The Fixing America’s Surface Transportation (FAST) Act was scheduled to be reauthorized by Congress by September of 2020. The bill was first enacted in September of 2015, and it was considered to be the first comprehensive, long-term piece of surface transportation legislation since 2005. The FAST Act fulfills the constitutional directive that dictates that investment in transportation and infrastructure is a core federal responsibility. It oversees the development and maintenance of roads, bridges, public transit, and rails. More specifically, the FAST Act strengthens transportation programs, refocuses on national priorities, provides long-term certainty and flexibility for states and local governments, streamlines project approval processes, and maintains a strong commitment to safety.
In 2020, one of ACB’s legislative imperatives was advocating for measures to improve transportation and environmental access through inclusion of provisions in the FAST Act reauthorization. Through collaboration with the cross-disability community, the efforts of ACB and our members lead to the bipartisan introduction of the Disability Access to Transportation Act, or DATA Act, by Reps. Langevin (D-RI-02), Katko (R-NY-24), and Titus (D-NV-01). The bill number for the DATA Act was H.R. 6248, and the provisions of this bill were included in the House version of the FAST Act.
Unfortunately, Congress did not reauthorize the FAST Act by the deadline, Sept. 30, 2020. Instead Congress passed a continuing resolution, which was signed by President Trump, that funded existing transportation programs for an additional year, until Sept. 30, 2021.
Call to Action
ACB urges Congress to re-introduce the bipartisan Disability Access to Transportation Act, the DATA Act, and to pass this legislation as part of the reauthorization of the FAST Act.

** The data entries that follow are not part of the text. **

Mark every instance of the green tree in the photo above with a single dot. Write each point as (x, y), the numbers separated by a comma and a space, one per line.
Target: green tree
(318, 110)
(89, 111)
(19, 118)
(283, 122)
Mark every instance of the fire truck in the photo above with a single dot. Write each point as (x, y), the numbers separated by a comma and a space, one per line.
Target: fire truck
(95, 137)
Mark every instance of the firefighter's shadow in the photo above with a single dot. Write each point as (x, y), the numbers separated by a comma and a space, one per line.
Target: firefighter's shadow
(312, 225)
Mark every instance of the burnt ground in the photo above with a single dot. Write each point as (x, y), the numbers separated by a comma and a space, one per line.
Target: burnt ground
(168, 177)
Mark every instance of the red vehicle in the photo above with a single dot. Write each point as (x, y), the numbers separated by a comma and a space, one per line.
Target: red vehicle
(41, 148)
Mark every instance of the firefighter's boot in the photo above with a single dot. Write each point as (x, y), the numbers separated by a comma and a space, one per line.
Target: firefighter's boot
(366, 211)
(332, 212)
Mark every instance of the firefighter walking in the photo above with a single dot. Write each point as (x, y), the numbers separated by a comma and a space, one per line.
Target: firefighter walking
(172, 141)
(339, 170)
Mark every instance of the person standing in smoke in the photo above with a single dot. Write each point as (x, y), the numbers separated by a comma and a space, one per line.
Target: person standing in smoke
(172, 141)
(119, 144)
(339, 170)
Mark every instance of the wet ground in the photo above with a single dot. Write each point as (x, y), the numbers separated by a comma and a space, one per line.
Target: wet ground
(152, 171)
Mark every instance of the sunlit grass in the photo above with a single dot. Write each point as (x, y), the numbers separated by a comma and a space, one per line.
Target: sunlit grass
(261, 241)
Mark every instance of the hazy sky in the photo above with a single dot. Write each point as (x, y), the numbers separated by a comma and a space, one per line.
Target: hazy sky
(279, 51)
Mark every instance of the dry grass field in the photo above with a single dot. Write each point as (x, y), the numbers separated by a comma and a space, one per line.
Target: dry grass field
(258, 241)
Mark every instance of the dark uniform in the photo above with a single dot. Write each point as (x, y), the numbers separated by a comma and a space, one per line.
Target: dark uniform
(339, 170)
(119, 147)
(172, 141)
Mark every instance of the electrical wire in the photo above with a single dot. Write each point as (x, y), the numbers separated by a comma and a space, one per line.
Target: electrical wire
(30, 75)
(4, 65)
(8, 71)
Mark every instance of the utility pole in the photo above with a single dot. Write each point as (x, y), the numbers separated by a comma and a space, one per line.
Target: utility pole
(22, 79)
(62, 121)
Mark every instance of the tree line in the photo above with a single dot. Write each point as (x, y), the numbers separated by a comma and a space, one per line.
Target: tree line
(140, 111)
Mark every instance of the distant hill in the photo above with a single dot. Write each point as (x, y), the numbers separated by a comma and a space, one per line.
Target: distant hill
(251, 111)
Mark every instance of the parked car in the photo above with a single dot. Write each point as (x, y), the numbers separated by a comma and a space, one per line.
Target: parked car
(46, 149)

The re-introduction of this bill enables the blind and visually impaired community to address transportation and infrastructure issues that allow for access and safety in their communities. The DATA Act would:
- Create and fund a five-year paratransit pilot program allowing passengers to make one stop during their trip for purposes including: child care, groceries, pharmacies, and financial institutions;
- Require the Department of Transportation and the U.S. Access Board to create guidelines setting forth minimum standards for pedestrian facilities in the public right-of-way;
- Provide greater access for individuals to file complaints regarding paratransit service with the Department of Transportation Civil Rights Office;
- Create an Accessibility Data Pilot Program to assist local communities in identifying gaps in transportation and methods to improve service to low-income, minority, older and disabled populations; and
- Increase funding levels for Section 5310 grants that fill gaps in services for older adults and people with disabilities.

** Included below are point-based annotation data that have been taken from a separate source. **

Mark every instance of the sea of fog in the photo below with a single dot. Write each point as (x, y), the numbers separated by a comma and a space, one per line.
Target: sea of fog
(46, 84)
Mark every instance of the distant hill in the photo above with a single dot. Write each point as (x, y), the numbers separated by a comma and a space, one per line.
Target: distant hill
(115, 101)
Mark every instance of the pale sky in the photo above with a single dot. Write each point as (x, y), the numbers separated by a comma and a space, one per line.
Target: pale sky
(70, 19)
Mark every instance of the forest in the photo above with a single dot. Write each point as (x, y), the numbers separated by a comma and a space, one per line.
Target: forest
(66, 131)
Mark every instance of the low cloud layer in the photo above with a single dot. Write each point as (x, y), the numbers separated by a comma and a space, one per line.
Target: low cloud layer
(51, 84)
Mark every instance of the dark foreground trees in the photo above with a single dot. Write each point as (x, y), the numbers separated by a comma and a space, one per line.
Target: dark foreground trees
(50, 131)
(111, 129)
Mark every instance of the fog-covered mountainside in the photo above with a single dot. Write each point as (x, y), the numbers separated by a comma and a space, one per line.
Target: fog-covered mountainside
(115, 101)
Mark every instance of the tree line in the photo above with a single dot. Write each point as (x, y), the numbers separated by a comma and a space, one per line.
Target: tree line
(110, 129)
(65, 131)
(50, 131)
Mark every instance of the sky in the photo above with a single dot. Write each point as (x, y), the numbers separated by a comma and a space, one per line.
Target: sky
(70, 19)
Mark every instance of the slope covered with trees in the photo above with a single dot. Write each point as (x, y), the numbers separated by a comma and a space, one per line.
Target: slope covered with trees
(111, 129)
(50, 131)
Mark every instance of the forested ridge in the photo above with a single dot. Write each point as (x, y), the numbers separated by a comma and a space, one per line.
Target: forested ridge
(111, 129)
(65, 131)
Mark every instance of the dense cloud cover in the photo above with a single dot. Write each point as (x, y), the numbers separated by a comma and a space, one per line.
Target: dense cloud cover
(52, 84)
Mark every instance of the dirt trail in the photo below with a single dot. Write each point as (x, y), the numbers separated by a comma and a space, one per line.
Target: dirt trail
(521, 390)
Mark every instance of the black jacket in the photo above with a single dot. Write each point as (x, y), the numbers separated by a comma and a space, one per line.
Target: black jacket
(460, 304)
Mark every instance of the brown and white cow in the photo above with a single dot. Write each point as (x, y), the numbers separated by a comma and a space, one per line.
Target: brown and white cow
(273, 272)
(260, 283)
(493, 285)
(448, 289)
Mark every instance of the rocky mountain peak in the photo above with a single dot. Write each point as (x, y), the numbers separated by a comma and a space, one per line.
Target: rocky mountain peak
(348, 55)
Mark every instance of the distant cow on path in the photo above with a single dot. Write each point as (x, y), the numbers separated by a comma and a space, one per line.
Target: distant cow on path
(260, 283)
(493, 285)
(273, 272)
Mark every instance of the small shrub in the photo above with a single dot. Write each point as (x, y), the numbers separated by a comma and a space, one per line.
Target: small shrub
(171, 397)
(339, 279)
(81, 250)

The blind and visually impaired community continues to face a lack of accessible transportation options and infrastructure-related safety risks. When meeting with your representatives, please share your personal experiences with paratransit and inaccessible transportation infrastructure. The passage of the DATA Act will improve transportation access and help alleviate environmental access barriers, which will allow people who are blind and experiencing vision loss to live more independently in their community with greater opportunities for economic growth, and by including the DATA Act in the reauthorization of the FAST act, the FAST Act would fulfill its responsibility to strengthen transportation programs for all Americans.